This higher level of AI development is riding on the wave of large scale investments in cloud computing and IoT accomplished through the wave of digitalization across all industries. With unprecedented amounts of data being gathered every day and computing power becoming virtually limitless – the need for machines that can mine this data for insights became more apparent.
By applying advanced AI technologies such as machine learning and cognitive services against the data coming in from the manufacturing process, you now have a value-added layer of insight into your data. This allows you to improve operational efficiencies, speed production, optimize equipment performance, minimize waste and reduce maintenance costs.
By running machine learning algorithms against these huge data sets, organizations were able to effectively coach their systems to look for specific data patterns and create a new layer of value that is gained from gathering and analyzing production data.
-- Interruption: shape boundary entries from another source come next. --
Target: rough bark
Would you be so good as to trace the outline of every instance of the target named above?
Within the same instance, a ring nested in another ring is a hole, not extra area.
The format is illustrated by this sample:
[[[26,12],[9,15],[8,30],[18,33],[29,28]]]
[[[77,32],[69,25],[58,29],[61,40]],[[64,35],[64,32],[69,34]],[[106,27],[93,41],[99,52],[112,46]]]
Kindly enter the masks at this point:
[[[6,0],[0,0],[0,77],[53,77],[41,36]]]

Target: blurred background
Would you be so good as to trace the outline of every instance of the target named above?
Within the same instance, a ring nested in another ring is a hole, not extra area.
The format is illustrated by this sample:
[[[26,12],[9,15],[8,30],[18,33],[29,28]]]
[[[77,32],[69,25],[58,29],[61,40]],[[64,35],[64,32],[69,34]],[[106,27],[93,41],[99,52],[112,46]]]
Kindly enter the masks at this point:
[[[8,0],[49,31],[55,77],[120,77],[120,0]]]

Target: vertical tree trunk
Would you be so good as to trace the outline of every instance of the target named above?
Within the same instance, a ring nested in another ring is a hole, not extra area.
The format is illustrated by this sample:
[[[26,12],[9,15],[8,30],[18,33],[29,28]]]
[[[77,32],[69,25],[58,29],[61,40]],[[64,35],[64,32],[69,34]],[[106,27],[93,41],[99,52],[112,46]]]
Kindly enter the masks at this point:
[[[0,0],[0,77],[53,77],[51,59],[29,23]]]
Based on these insights, companies can optimize operations, production speed, equipment performance and scrap rates.
IoT acceptance fueling the rise of AI
Even though manufacturers recognize that AI is capable of driving competitive advantage, many are still reluctant to put a plan in place.
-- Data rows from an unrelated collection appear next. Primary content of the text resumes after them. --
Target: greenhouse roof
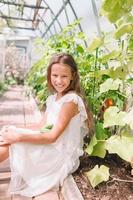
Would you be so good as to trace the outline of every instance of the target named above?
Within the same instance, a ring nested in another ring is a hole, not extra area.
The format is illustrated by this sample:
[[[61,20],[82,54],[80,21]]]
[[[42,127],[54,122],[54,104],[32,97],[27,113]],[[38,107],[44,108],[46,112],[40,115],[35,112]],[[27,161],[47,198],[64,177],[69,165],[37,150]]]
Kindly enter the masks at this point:
[[[79,30],[100,34],[101,0],[0,0],[0,32],[49,38],[81,18]]]

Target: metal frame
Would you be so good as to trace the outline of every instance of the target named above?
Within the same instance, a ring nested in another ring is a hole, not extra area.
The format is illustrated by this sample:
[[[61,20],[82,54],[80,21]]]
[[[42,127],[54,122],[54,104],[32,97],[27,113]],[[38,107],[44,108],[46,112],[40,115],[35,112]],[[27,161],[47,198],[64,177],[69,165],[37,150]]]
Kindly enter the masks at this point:
[[[69,20],[69,16],[68,16],[68,13],[67,13],[67,5],[70,6],[73,14],[74,14],[74,17],[75,19],[78,19],[77,17],[77,14],[73,8],[73,5],[71,3],[70,0],[62,0],[63,2],[63,5],[62,7],[59,9],[58,13],[54,13],[54,11],[52,10],[52,8],[50,7],[49,3],[48,3],[48,0],[36,0],[36,5],[29,5],[27,3],[16,3],[16,2],[10,2],[9,0],[0,0],[0,3],[3,3],[4,5],[7,4],[8,7],[9,7],[9,12],[10,12],[10,5],[14,5],[14,6],[22,6],[23,8],[30,8],[31,11],[32,9],[34,9],[34,14],[33,16],[29,16],[29,18],[26,18],[24,15],[22,15],[22,17],[16,17],[16,16],[7,16],[5,15],[4,13],[2,13],[2,11],[0,11],[0,18],[3,18],[6,20],[7,22],[7,25],[10,27],[10,28],[13,28],[13,29],[25,29],[25,30],[36,30],[38,28],[39,30],[39,23],[43,23],[44,24],[44,27],[46,28],[46,30],[42,33],[42,30],[40,29],[40,33],[41,33],[41,37],[45,37],[45,35],[47,35],[47,33],[49,32],[50,33],[50,36],[51,35],[54,35],[54,34],[57,34],[57,28],[56,28],[56,25],[55,25],[55,22],[57,22],[57,24],[59,25],[60,27],[60,30],[62,30],[62,25],[58,19],[58,17],[60,16],[60,14],[64,11],[65,12],[65,16],[66,16],[66,21],[67,21],[67,24],[70,23],[70,20]],[[43,6],[42,6],[43,5]],[[40,14],[39,14],[39,10],[40,9],[44,9],[44,13],[46,13],[47,11],[50,11],[51,13],[51,22],[48,24],[46,23],[45,21],[45,16],[42,17]],[[25,21],[25,22],[32,22],[32,27],[28,26],[27,24],[27,27],[20,27],[20,26],[15,26],[15,25],[10,25],[10,21],[9,20],[21,20],[21,21]],[[81,24],[78,25],[79,26],[79,30],[80,31],[83,31],[82,30],[82,27],[81,27]],[[51,31],[51,28],[54,27],[54,30]]]
[[[23,7],[27,7],[27,8],[33,8],[33,9],[46,9],[43,6],[28,5],[28,4],[25,4],[25,3],[24,4],[20,4],[20,3],[15,3],[15,2],[10,2],[10,1],[3,1],[3,0],[0,0],[0,3],[13,5],[13,6],[23,6]]]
In a report published by MIT and BCG, the 3,000 manufacturing executives surveyed overwhelmingly (85%) agreed that AI will help their companies secure a competitive advantage. However, there was a significant gap between the number of executives that recognize the business value and the number of companies with an AI strategy in place (39%).
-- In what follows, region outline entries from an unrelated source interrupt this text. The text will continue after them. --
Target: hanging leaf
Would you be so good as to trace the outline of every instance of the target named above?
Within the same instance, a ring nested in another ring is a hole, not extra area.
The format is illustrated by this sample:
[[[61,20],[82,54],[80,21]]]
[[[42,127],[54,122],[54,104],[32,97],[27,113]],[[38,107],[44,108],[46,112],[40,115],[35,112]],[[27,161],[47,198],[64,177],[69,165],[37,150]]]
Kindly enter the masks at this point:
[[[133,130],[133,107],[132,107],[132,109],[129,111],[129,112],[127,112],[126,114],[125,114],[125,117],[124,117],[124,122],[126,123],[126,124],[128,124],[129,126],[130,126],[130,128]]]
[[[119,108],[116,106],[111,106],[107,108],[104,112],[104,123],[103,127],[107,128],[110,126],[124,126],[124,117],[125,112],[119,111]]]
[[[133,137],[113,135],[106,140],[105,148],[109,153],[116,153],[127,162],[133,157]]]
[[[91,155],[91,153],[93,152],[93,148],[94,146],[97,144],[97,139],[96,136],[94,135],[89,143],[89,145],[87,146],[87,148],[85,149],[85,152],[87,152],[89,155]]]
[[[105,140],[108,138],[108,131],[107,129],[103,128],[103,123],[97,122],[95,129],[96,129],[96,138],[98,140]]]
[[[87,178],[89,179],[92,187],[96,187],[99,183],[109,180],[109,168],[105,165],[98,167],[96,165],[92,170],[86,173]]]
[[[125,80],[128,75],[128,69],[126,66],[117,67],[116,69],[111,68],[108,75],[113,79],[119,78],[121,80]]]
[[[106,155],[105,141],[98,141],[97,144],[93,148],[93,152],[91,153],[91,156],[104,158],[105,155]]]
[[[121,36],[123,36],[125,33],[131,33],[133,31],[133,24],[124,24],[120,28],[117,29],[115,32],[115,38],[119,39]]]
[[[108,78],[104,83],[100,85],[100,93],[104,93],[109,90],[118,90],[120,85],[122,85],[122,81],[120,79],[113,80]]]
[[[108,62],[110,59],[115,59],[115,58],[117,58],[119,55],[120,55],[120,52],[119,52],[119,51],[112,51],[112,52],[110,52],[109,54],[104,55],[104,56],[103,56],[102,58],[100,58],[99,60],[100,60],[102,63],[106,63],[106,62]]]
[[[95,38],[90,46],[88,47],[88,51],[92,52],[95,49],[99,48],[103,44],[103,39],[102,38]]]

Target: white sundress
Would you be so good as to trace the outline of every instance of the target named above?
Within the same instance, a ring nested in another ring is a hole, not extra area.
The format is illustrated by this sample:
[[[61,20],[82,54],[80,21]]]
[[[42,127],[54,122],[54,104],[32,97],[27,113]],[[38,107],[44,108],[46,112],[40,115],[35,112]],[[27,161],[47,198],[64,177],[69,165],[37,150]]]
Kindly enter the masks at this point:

What’s also worth mentioning is that a lot of this is due to the lack of strategy companies still have in regards to their data collection and analytics. The AI we’re talking about here is, of course, not the fully autonomous AI of SciFi literature. The “pragmatic AI” that we can employ today is not inherently smart – in other words, it’s only as good as the data that it we allow it to run against.
Still, industry experts are anticipating an increase in the number of organizations to adopt AI as its prerequisites – such as IoT sensors and data analytics become more ubiquitous. According to IDC estimates, the AI market is expected to grow to more than $47 billion by 2020. By this time, an estimated 50 percent of leading companies will be employing AI and advanced analytics for production planning and demand forecasts.
Big Data Powering AI
As more companies are looking to go down the road of digitalization, Microsoft is constantly helping support this shift. With the advancement of intelligent edge and cloud computing power, we are one step closer to achieving smart manufacturing with production machines that can make autonomous decisions and talk to each other to prevent and fix issues. This approach to AI is centered on harnessing the value of big data to power advanced algorithms to enhance and complement the human ability to learn and understand.